The mayor surprised aldermen and others involved in this project by proposing the center as a location instead of St. Paul of the Cross Church, a site the PRMA suggested earlier. [No, Dwight, Frimark surprised nobody about the Public Works Service Center as the shelter location because he had issued a press release on it last Thursday! He did “surprise” people (including the aldermen), however, when he announced that he had been talking to PADS Inc. and the PRMA about a contract arrangement rather than PADS being a co-applicant for the special use permit that will likely be needed for the shelter.]
“This public works site is accessible by public transportation, has equipment needed to operate such a facility, and could be open from October to April, as proposed by Ministerial Association,” Frimark said. “The association unanimously agrees with this recommendation,” he added.
A parade of residents almost unanimously supported the public works center location idea, and continued to criticize the council for considering the church site, where it would be close to a school, which is located very close to the church site. [At least half of the residents who spoke Monday night did not even mention the Public Works center but were discussing other specifics of the zoning ordinance text amendment, including the 500-foot restriction around schools.]
As they did in several previous hearings, residents expressed concerns about crime, health issues, and the potential danger of a shelter to children.
The council also approved, on first reading, two measures designed to set up a framework of regulation and supervision of shelters, wherever they are located and whoever operates them. Aldermen did so only after taking several hours to amend them extensively. [By our count, no more than 20% of either measure was amended, so Esau’s use of the term “amend them extensively” appears just plain wrong.]
One is a text amendment to the city’s zoning code that would permit shelters as special uses in several zoning districts in the city, and describes restrictions governing how and when they would be operated.

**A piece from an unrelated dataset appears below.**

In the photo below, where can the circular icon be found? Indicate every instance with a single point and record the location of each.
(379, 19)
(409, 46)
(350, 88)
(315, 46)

This was approved by a 6-1 vote, with Ald. David Schmidt (1st) voting no.
Also approved, unanimously, on first reading was a licensing measure.
The measures are expected to be approved at the council’s next meeting on Oct. 29. [“Expected” by whom?] A key and controversial provision in the ordinance [Why no mention that the “ordinance” was recommended by a 7-2 vote of the City’s Planning & Zoning Commission?] says that a shelter shall not be located within 500 feet of a child daycare, nursery school, or grammar school, but also cannot be open within 60 minutes of the operation of any other activities at the facility where the shelter is located. [Why no mention that this 60-minutes provision was a City Council-proposed amendment to the P&Z’s recommended language?]
Officials said that all of the provisions of the ordinance and the licensing requirements would be included in any contract for a shelter.